There are several reasons. Obviously, there's the reason I started out with: that we really need to pick one convention. Spaces for indentation is the most common scheme used to today, so it's a reasonable choice on that basis alone.



One of the problems with tabs is that a tab character needs to be converted into whitespace by the editor when displaying the file. How much whitespace should each tab character be replaced with? In an ideal world, the old typewriter functionality could be used, where each tabstop had a certain pixel position. That way people could even use proportional width fonts in their editors (instead of the blocky monospace fonts used by practically all code editors today), and the code would still indent nicely. However, no editor that I'm aware of supports this, so that's not a practical venue. Instead, editors typically make an assumption that a tab is either 8 characters (common in ye old days) or 4 characters (common in Java editors today). Some editors will stick with the 8 character assumption, but support 4-character indents in Java (which is common), so when indenting to level 3, they will insert a tab, followed by 4 characters, to get a 12 character indent using an 8-character tab.



Why is this bad? Because code is viewed in more than one tool. In the presence of tabs, code often gets misaligned. Code integration e-mail diffs, code viewed in other editors, code edited by other tools which treats tabs in a different way will easily get "mangled" (e.g. start getting mixed spaces and tabs).



(Sidenote: In the old days, source files sometimes included a comment at the top of the file, with special "tokens" (-*-) intended for Emacs. These tokens would identify the language mode as well as the intended tab size for the file. When loading the file, emacs would use the specified tab size. Thus, the source files actually carried the tab information needed to edit the file as intended. However, this solution doesn't really solve the problem since all other tools which process and display the file would also need to be aware of this metadata.)



I've heard people put forward two arguments in favor of using the tab character:


  1. If a file uses ONLY tab characters for indentation, it is easy for users to read code at their own favorite indentation level.
    In other words, I can read your source file with tabs=4, you can read it with tabs=2

  2. It's easier to move back and forth indentation levels, since a single left/right keystroke will jump across tab characters, e.g.
    whole indentation levels.



Regarding argument 1: There are lots of other things I want to customize when I read other people's code too.
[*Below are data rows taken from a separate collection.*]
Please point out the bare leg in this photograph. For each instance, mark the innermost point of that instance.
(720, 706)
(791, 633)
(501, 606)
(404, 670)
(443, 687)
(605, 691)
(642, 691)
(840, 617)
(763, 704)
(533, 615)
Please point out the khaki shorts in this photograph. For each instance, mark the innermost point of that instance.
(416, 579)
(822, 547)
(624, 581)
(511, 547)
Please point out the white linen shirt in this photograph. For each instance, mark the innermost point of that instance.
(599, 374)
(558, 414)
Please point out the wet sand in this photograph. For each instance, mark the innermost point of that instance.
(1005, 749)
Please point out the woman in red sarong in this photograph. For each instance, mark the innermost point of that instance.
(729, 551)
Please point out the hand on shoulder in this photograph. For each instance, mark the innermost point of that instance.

You see, people don't all agree with my code rules that I'm putting forth in these blog entries :-) So if I read code that is indented poorly, or worse yet put spaces between function calls and the parenthesis, or other horrible coding sins, I hit Shift-F10 to reformat the source properly first anyway. This solution is more comprehensive than simply adjusting the indentation depth.



Regarding argument 2: I don't see a big usecase for being able to move the caret up and down indentation levels. These only apply at the beginning of the code line, and the Home key should alternate between jumping to the beginning of the line and the first nonspace character on the line. Why would you ever need to go somewhere else? Perhaps you want to move some code up an indentation level. That's what the Reformat feature is for. Just reformat the buffer instead.


(Minor sidenote: In
Emacs, and I believe in JBuilder, the Tab key was bound to a reindent action, NOT inserting indentation. This is a much better use of the Tab key. When you're on a new line, pressing Tab should move the tab to the correct indentation level (reindent), NOT inserting say 4 characters. If you're on a line with existing code, hitting Tab should NOT insert 4 characters where the caret is located, it should adjust the line indentation such that it's correctly indented. Thus, if I put an if block around a piece of code, I can just hit Tab, Arrow Down a couple of times to indent the block correctly. I submitted a

patch
for NetBeans to do this a while ago but this behavior is apparently a bit controversial. For a previous XEmacs user like myself it's indispensable.)




Therefore, in my opinion, these potential advantages do not make up for the massive problems and ugly code that result.
Let's all use the same convention - no tabs.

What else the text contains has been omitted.